H
Hendrik Maryns
Hi all,
I have little proggie that queries large linguistic corpora. To make
the data searchable, I do some preprocessing on the corpus file. I now
start getting into trouble when those files are big. Big means over 40
MB, which isn’t even that big, come to think of it.

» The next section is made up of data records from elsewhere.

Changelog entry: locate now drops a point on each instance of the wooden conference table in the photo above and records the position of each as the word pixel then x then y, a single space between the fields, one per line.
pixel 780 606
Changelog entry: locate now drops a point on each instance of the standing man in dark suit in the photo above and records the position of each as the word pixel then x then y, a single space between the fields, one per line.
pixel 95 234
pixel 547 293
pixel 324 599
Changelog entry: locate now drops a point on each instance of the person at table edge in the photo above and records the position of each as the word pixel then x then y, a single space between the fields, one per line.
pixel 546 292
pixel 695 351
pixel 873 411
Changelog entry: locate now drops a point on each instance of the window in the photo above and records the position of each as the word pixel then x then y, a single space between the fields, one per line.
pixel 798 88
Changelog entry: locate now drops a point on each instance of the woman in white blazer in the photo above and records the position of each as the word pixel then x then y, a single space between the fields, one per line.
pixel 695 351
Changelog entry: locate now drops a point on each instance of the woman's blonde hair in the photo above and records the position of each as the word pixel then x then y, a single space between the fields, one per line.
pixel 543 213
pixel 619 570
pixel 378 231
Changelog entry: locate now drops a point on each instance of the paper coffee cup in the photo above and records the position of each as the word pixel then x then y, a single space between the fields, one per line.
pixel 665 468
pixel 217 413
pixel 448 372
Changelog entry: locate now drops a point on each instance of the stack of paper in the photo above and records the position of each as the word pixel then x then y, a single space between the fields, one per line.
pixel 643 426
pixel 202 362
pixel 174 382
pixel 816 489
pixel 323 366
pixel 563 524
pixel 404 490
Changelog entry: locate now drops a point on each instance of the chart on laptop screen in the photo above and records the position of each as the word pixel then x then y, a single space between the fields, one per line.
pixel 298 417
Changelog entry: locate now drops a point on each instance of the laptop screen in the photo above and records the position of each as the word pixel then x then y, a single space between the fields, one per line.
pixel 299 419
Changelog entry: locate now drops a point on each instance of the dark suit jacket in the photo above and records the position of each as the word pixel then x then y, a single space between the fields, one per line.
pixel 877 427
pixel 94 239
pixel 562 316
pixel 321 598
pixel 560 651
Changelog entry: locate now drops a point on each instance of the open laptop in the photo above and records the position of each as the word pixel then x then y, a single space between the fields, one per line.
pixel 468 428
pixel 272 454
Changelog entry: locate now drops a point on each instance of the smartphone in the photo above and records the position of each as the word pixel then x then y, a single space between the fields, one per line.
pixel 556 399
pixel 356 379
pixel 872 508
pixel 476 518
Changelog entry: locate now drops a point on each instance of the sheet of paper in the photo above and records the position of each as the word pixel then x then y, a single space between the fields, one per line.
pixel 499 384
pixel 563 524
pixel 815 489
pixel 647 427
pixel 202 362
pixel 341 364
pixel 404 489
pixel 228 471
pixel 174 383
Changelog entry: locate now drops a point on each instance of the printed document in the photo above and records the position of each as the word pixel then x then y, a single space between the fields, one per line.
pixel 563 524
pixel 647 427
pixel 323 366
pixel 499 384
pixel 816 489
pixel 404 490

So I am on the lookout for a memory leak, however, I can’t find it. The
preprocessing method basically does the following (suppose the inFile
and the treeFile are given Files):
final BufferedReader corpus = new BufferedReader(new FileReader(inFile));
final ObjectOutputStream treeOut = new ObjectOutputStream(new
BufferedOutputStream(new FileOutputStream(treeFile)));
final int nbTrees = TreebankConverter.parseNegraTrees(corpus, treeOut);
try {
treeOut.close();
} catch (final IOException e) {
// if it cannot be closed, it wasn’t open
}
try {
corpus.close();
} catch (final IOException e) {
// if it cannot be closed, it wasn’t open
}
parseNegraTrees then does the following: it scans through the input
file, constructs trees that are described in it in some text format
(NEGRA), converts those trees to a binary format, and writes them as
Java objects to the treeFile. Each of those trees consists of nodes
with a left daughter, a right daughter and a list of strings of length
at most 5. And those are short strings: words or abbreviations. So
this shouldn’t take too much memory, I would think.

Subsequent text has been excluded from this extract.